Деникин в свои 45 лет слыл в армии убежденным холостяком. Но уже здесь, в Новочеркасске, Лавр Георгиевич узнал о тайной страсти пожилого генерала. (Брякнул ему об этом мимоходом пошляк Савинков, скабрезно заметив, что у сурового Деникина «завелась» прелестная обже.) Речь шла о дочери старого товарища Деникина, генерала Чижа. Они когда-то вместе начинали службу во 2-й артиллерийской бригаде. Ксении было уже 26 лет.Только год спустя, в декабре будущего года, они станут под венец здесь же, в Новочеркасске, избрав для венчания небольшую скромную церквушку…

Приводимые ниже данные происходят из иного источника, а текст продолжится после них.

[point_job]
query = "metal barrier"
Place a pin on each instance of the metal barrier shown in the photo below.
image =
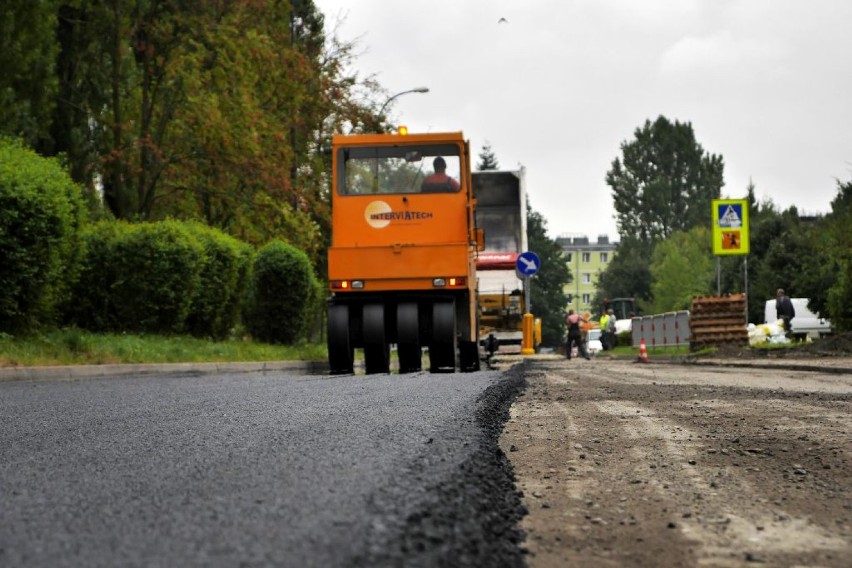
(662, 330)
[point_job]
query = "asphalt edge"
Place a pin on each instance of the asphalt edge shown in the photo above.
(82, 372)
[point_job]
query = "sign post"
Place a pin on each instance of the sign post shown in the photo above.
(730, 235)
(526, 266)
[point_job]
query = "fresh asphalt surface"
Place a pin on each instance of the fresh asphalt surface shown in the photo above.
(258, 469)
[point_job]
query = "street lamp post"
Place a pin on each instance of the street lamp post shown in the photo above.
(387, 102)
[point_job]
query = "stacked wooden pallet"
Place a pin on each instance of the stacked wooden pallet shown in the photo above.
(717, 321)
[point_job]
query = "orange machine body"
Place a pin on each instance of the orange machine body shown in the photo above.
(402, 231)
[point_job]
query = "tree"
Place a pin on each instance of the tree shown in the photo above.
(28, 82)
(487, 159)
(839, 301)
(665, 182)
(682, 266)
(546, 292)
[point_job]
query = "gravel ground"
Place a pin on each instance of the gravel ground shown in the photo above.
(625, 464)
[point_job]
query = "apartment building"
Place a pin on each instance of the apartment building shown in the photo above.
(585, 260)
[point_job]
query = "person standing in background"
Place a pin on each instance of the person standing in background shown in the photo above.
(784, 310)
(575, 336)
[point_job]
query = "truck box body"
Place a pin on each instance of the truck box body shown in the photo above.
(501, 212)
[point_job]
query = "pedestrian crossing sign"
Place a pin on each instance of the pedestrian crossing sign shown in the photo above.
(730, 226)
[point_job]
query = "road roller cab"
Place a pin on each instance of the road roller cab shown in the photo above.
(401, 264)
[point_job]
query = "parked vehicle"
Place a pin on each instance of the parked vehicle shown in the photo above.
(805, 323)
(401, 265)
(501, 205)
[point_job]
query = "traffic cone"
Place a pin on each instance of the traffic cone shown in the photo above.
(643, 352)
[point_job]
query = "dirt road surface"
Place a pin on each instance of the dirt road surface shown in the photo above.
(624, 464)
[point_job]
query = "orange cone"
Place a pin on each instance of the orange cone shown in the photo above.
(643, 352)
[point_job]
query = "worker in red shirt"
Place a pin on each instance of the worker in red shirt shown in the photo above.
(439, 181)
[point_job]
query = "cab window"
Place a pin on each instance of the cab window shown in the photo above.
(398, 169)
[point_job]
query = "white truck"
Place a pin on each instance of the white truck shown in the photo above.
(501, 211)
(805, 323)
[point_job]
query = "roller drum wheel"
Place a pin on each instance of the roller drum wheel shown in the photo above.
(376, 347)
(408, 340)
(442, 350)
(340, 351)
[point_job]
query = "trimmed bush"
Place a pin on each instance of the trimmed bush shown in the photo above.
(41, 212)
(215, 308)
(157, 273)
(91, 305)
(283, 295)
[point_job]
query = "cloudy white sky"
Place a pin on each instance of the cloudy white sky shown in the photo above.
(558, 87)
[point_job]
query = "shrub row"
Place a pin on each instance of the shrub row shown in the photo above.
(163, 277)
(41, 212)
(173, 277)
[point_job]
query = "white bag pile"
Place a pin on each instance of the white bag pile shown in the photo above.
(767, 333)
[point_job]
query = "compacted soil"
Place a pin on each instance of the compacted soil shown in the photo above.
(626, 464)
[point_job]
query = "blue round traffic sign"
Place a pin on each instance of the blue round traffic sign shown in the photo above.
(528, 263)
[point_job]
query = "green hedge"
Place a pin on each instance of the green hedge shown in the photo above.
(91, 305)
(214, 311)
(41, 212)
(164, 277)
(283, 295)
(157, 272)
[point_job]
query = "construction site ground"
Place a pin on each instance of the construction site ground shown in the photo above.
(736, 459)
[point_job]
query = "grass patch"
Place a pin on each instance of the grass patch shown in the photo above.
(78, 347)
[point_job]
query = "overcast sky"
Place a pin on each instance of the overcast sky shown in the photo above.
(561, 84)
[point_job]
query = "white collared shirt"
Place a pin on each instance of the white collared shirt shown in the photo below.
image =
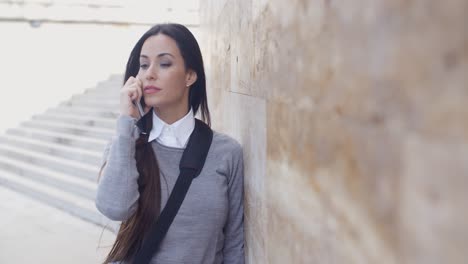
(175, 135)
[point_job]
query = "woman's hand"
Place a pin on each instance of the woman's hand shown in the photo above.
(131, 92)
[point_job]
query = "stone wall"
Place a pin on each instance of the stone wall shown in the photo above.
(354, 124)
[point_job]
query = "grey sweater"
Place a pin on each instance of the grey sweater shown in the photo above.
(209, 225)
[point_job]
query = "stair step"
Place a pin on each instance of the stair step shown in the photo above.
(77, 120)
(53, 149)
(108, 99)
(112, 105)
(86, 111)
(92, 132)
(78, 169)
(59, 138)
(81, 187)
(77, 206)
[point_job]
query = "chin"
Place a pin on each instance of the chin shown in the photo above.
(153, 102)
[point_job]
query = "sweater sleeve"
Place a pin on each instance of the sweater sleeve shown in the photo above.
(117, 192)
(233, 250)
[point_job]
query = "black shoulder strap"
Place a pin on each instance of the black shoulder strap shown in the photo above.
(191, 164)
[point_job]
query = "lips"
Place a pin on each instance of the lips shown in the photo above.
(151, 89)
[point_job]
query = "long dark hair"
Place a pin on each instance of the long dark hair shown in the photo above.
(132, 231)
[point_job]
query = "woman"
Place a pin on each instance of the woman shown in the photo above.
(165, 72)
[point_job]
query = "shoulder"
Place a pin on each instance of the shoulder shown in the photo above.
(223, 143)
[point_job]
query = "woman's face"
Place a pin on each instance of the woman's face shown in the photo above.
(162, 70)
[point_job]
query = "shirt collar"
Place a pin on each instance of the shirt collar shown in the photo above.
(182, 128)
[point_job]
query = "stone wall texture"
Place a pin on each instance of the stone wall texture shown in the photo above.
(354, 120)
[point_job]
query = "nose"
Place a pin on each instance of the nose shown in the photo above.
(150, 73)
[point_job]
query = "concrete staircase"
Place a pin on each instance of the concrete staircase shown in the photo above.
(55, 157)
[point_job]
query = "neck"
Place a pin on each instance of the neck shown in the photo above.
(170, 116)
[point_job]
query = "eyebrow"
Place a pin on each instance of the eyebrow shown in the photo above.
(159, 55)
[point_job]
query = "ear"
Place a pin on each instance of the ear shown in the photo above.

Передовые позиции добровольцев были вынесены далеко в степь, под Матвеев Курган. Там в заснеженных окопах сидел со своим офицерским батальоном полковник Кутепов, бывший командир Преображенского полка. Он дважды разбивал отряды Си-верса. «Интернационалисты», плотоядно рассуждавшие о том, «сколько сволочей они повесят», прямого боя избегали и пускались наутек. Офицеры, за плечами которых были годы службы и войны, стоили в полевом бою каждый целого взвода.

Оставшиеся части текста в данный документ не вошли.